Site-specific integration has emerged as a promising strategy for precise Chinese hamster ovary (CHO) cell line engineering and predictable cell line development. CRISPR/Cas9 with homology-directed repair (HDR) pathway enables precise integration of transgenes into target genomic sites. However, inherent recalcitrance to HDR-mediated targeted integration (TI) of transgenes results in low targeting efficiency, thus requires selection process to acquire targeted integrant in CHO cells. Here we explored several parameters that influence the targeting efficiency using the promoter-trap based single or double knock-in (KI) monitoring system.
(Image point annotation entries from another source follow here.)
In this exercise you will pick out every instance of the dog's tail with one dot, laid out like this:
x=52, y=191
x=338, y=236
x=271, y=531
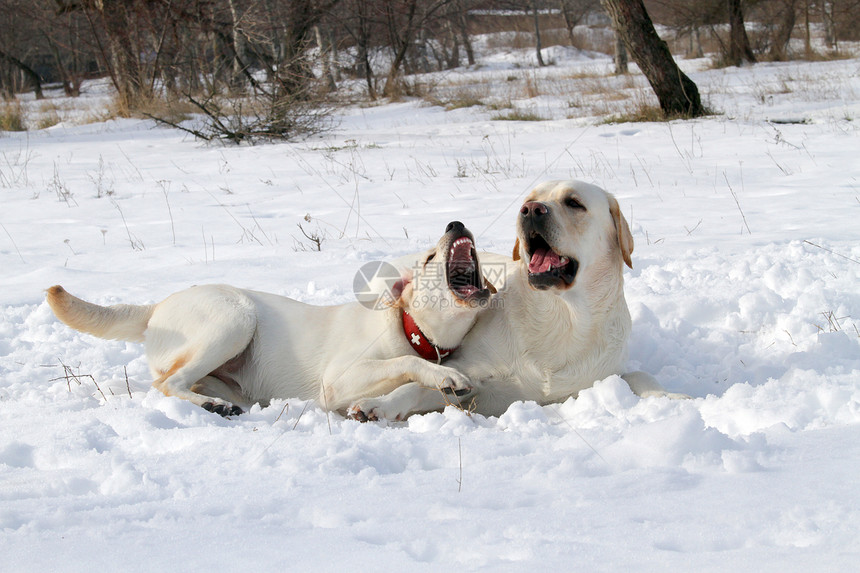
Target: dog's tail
x=119, y=322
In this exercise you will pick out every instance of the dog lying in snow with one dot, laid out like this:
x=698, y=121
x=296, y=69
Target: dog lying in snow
x=222, y=347
x=560, y=321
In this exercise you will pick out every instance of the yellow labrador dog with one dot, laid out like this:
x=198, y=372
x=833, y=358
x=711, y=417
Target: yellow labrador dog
x=222, y=347
x=560, y=321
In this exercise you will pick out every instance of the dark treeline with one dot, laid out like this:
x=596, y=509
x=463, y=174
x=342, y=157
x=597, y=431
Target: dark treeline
x=289, y=51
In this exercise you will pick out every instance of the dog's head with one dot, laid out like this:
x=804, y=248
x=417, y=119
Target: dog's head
x=565, y=228
x=446, y=288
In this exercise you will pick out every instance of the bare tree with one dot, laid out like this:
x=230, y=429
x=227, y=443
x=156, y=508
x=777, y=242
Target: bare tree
x=740, y=51
x=677, y=93
x=574, y=12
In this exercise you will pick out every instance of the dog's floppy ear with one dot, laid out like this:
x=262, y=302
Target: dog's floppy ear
x=622, y=230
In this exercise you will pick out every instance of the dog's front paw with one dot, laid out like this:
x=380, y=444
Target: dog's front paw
x=370, y=410
x=453, y=382
x=224, y=410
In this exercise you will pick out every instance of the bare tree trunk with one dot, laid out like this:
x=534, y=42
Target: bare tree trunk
x=827, y=18
x=779, y=49
x=678, y=95
x=238, y=40
x=400, y=39
x=620, y=55
x=740, y=51
x=569, y=23
x=325, y=59
x=463, y=32
x=538, y=45
x=28, y=72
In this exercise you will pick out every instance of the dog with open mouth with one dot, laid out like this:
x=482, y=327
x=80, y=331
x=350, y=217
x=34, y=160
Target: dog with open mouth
x=225, y=348
x=560, y=321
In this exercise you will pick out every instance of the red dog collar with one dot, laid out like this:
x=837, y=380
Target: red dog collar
x=420, y=343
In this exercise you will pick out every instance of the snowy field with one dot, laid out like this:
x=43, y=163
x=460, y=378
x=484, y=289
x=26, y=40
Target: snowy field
x=745, y=294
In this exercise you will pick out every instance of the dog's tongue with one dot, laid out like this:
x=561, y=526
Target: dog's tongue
x=543, y=260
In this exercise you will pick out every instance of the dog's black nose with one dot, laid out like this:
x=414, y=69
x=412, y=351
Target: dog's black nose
x=533, y=209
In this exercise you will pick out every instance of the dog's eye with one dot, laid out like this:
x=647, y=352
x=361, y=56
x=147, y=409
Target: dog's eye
x=574, y=204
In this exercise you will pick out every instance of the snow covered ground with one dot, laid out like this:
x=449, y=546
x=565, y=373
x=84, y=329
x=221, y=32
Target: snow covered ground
x=745, y=294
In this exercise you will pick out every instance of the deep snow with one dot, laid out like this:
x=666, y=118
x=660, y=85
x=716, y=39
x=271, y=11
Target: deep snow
x=744, y=294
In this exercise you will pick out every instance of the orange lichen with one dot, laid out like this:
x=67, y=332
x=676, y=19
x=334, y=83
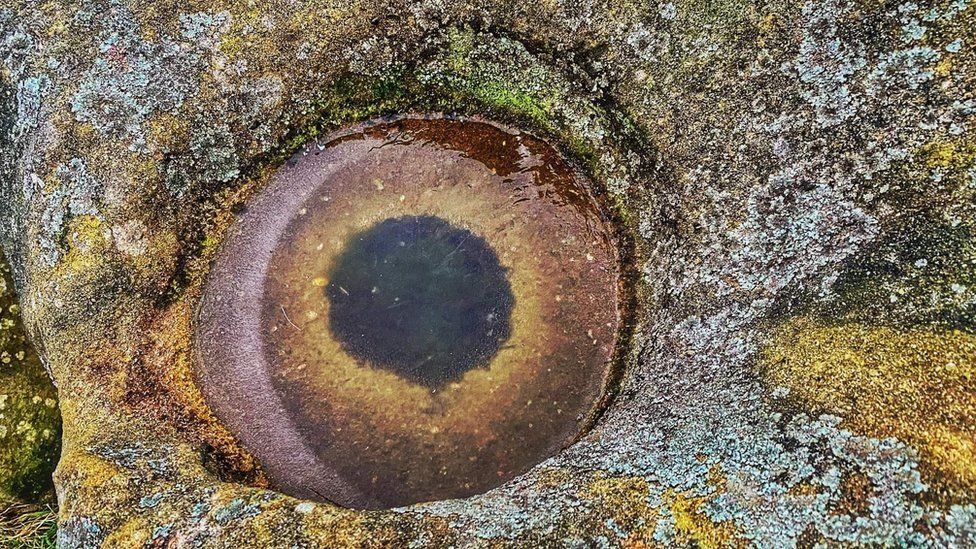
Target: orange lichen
x=916, y=385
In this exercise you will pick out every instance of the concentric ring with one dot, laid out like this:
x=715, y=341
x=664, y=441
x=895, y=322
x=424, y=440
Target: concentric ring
x=327, y=424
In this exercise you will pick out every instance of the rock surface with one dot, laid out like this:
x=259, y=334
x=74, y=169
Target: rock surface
x=798, y=179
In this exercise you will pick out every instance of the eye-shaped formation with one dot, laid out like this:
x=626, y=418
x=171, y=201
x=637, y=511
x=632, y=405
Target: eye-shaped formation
x=411, y=311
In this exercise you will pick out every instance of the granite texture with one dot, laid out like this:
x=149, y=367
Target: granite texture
x=798, y=180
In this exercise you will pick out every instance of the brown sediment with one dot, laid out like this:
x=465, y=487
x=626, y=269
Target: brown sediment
x=377, y=439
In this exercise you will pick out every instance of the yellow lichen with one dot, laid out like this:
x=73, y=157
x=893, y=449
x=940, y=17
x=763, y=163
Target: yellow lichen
x=692, y=527
x=916, y=385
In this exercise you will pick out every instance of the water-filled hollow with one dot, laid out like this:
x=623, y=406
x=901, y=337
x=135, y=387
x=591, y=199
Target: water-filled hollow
x=412, y=310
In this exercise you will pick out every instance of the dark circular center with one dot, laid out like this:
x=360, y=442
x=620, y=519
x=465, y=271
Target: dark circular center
x=421, y=298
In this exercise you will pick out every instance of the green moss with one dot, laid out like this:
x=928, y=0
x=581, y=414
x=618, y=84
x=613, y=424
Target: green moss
x=30, y=425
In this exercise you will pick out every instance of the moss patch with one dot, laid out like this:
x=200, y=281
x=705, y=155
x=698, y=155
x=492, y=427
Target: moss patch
x=30, y=427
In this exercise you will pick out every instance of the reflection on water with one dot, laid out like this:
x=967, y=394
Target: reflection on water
x=420, y=298
x=433, y=306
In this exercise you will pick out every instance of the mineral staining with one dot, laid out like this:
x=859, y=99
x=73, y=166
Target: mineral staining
x=420, y=298
x=432, y=303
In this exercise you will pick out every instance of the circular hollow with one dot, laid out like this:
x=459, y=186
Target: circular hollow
x=502, y=362
x=421, y=298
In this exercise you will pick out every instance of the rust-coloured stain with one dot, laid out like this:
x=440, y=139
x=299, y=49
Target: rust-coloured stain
x=330, y=419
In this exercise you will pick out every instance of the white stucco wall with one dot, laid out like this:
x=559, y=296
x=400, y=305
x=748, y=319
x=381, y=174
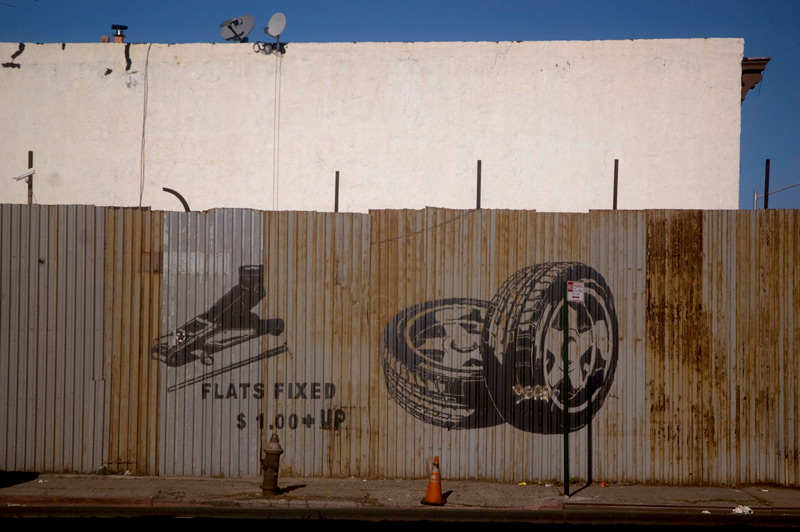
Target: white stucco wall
x=403, y=123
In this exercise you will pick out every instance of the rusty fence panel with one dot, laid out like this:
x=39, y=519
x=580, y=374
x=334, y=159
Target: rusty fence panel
x=53, y=389
x=469, y=303
x=131, y=307
x=178, y=343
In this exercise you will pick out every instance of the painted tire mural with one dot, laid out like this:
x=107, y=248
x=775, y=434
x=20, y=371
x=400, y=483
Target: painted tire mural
x=432, y=363
x=522, y=340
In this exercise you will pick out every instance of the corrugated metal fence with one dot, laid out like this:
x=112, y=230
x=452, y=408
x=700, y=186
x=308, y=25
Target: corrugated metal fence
x=177, y=343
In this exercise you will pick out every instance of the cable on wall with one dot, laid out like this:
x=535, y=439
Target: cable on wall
x=144, y=124
x=276, y=130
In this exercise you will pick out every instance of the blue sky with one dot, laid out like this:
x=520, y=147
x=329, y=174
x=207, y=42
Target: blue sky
x=770, y=114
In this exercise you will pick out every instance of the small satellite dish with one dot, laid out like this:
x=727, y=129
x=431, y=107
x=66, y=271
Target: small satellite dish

A simple change in the donor template design by adding sgRNA recognition sequences strongly increased KI efficiency by 2.9–36 fold depending on integration sites and culture mode, compared with conventional circular donor plasmids. Furthermore, sequential and simultaneous KI strategies enabled the generation of double KI populations about 1–4% without the need of additional enrichment processes. This simple optimized strategy not only allowed efficient CRISPR/Cas9-mediated TI in CHO cells but also paved the way for the applicability of multiplexed KIs in one experimental step without the requirement of sequential and independent CHO cell line development procedures.